There was consideration in Jacobs about the circumstances in which the MIB would be liable and at paragraph 32 of Jacobs Moore-Bick LJ said that it was “implicit in the scheme of the directive that the victim must be able to establish that the driver is liable to him in respect of his injuries”. This is established, and this is because the MIB becomes liable “as if it were” the FdG. The FdG is not liable if there is no liability on the part of the uninsured driver, and (relevant in this case) the FdG is not liable if there are other insurers of motor vehicles who are liable. Mr Chapman, when arguing this point on behalf of Mr Pickard (although in the event he did not need the point because there was no other insurer liable to Mr Pickard), submitted that the 2003 Regulations would not provide much of an advantage to the victim if it was still necessary to determine whether there were other insurers liable for the accident under the law of the relevant EEA state. I do not accept this submission. This is because it is apparent that the right to bring proceedings in this jurisdiction is valuable to any English victim of an overseas accident. This is because that person can instruct legal representatives in their own language, have matters explained to them in their own language, and attend Courts in their own country. This is quite apart from the advantage of getting English damages which is the position under the 2003 Regulations.
In these circumstances the MIB is not liable to Mrs Marshall. This is because the FdG is not liable to Mrs Marshall in circumstances where there is liability to Mrs Marshall on the part of both RSA and Generali under the Loi Badinter.
In these circumstances it is not necessary for me to consider whether the MIB are entitled to rely on the words “as if the accident had occurred in Great Britain”, and rely on that part of English law which means that the MIB is not liable if there is another insurer liable in respect of the accident, although it might be thought that this is putting too much weight on to the words for the first of the reasons given by Moore-Bick LJ in paragraph 27 of Jacobs.
For these reasons Mrs Marshall does not have a claim against the MIB under the provisions of the 2003 Regulations.
In these circumstances no issue of making a reference to the CJEU arises.
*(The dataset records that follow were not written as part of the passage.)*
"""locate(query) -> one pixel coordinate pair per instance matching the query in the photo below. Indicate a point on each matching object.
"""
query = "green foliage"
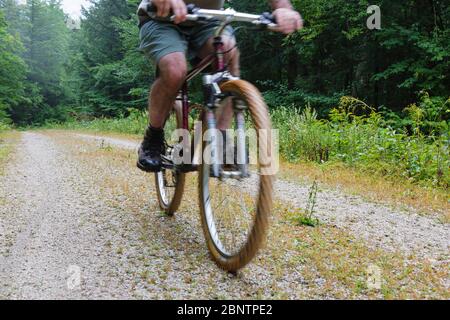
(306, 217)
(12, 72)
(361, 138)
In any event there was not much dispute about the scheme of the Motor Insurance Directives and the issue is one of the proper interpretation of the 2003 Regulations, which is a matter for the Courts of England and Wales.
Conclusion
For the reasons given above: (1) French law applies to the issue of liability of the claims made by Mrs Marshall and Mr Pickard; (2) RSA and Generali are liable to Mrs Marshall under French law and the FdG is not liable to Mrs Marshall; (3) neither RSA nor Generali are liable to Mr Pickard under French law and the FdG is liable to Mr Pickard; (4) the MIB is not liable to Mrs Marshall; and (5) the MIB is liable to Mr Pickard.
The preliminary questions ordered to be tried by Master Leslie are answered as follows: “(a) Is the Second and/or Third Defendant liable to compensate Mrs Marshall?” Yes, both the Second and Third Defendants are liable to compensate Mrs Marshall; “(b) would the French Guarantee Fund (Fonds de Garantie) be liable to compensate the Claimants under French law?” The Fonds de Garantie is liable to compensate Mr Pickard, but it is not liable to compensate Mrs Marshall; “(c) if the French Guarantee Fund would not be liable to compensate the Claimants, is MIB liable to compensate them under the 2003 Regulations?” The MIB is liable to compensate Mr Pickard, but is not liable to compensate Mrs Marshall.